Sure, they worry about salary raises — they're never going to not worry about that. But here, satisfaction, engagement and retention are going up. We're going to treat people fairly [with respect to compensation]. And I think that comfort in honesty and transparency, in the world we have today, is welcomed.
Q: How are strategic partnerships with community organizations and other healthcare institutions shaping your efforts to address key challenges within your health system and drive long-term success?
MH: One of today's "business adversity risks" is that I don't feel the people we're partnering with are consistently delivering on their promise. And it is something we're struggling with — figuring out, how do you know a partner is going to deliver consistently on a promise to you? We're starting to say, "At what point do you do it in house, where you can control it as best you can? At what point do you have a partnership because you can't deliver it effectively? And if so, how do you create a relationship where that partner wants to truly act like a partner, and what do you put in the contract and in that relationship to guarantee consistent delivery of the partnership?"

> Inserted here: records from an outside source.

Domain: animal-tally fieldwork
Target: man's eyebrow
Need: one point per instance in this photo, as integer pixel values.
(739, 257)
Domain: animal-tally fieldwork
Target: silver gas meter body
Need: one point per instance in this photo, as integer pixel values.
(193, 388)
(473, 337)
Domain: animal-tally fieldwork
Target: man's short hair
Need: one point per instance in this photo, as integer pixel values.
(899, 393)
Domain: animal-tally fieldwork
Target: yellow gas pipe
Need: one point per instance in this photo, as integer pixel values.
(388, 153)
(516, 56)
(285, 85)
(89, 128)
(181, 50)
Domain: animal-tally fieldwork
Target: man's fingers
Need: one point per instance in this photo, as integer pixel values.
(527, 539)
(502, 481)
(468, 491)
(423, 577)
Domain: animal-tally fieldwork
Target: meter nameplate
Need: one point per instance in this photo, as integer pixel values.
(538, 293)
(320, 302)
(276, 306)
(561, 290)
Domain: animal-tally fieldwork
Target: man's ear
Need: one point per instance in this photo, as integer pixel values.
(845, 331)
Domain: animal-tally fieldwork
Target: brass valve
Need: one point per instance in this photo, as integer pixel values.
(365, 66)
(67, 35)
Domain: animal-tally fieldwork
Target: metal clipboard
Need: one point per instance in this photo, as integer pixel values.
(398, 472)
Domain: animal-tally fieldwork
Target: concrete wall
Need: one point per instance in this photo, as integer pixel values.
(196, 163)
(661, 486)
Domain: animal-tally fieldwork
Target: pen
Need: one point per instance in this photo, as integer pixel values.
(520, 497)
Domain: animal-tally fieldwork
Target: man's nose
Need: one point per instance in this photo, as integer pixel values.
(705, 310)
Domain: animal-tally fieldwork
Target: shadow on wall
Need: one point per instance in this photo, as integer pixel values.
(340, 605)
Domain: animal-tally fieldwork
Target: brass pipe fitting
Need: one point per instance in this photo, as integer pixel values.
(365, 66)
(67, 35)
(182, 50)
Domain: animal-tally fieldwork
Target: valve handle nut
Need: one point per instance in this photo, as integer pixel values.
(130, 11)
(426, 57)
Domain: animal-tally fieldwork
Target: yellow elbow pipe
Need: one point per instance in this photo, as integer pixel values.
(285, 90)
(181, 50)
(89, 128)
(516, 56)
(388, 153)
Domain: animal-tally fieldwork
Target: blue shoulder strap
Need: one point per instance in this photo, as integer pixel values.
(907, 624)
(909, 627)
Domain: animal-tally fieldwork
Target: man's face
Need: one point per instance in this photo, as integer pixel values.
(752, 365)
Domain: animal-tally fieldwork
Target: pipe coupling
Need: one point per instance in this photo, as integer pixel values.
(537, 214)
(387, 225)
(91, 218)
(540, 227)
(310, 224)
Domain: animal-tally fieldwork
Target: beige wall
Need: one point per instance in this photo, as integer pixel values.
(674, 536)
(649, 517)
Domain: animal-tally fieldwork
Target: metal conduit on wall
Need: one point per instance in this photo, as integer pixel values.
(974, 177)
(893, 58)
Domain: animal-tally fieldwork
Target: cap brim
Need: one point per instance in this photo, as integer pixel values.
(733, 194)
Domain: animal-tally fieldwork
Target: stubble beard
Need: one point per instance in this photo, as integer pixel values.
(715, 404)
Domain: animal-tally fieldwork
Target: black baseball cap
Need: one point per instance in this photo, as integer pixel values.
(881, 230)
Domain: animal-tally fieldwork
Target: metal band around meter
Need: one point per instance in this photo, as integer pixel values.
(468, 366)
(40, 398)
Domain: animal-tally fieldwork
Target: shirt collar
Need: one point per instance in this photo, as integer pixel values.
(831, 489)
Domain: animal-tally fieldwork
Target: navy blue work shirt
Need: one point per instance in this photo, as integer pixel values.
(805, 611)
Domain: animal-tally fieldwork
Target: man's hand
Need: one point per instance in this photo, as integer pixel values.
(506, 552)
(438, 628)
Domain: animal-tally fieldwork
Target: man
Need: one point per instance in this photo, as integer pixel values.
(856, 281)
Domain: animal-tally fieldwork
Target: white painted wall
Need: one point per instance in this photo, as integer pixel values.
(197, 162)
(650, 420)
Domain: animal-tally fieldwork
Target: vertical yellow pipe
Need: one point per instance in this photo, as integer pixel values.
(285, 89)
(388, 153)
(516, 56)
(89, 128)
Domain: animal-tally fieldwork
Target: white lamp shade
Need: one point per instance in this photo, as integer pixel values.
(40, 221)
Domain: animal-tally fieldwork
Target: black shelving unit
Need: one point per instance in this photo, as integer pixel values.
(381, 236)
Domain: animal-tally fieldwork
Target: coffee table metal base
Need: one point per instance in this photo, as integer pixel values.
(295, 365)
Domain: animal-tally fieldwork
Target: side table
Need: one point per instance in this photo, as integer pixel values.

We are always out working with people in partnership, always trying to collaborate in the community, with other businesses. But with this new lens, we have to look at it a little more carefully because I'm finding I have too many little — what I call — grenades of relationships that are breaking down. And I, and the team, are spending time trying to jury-rig around, over and through them. And that shouldn't happen — that didn't happen in the past.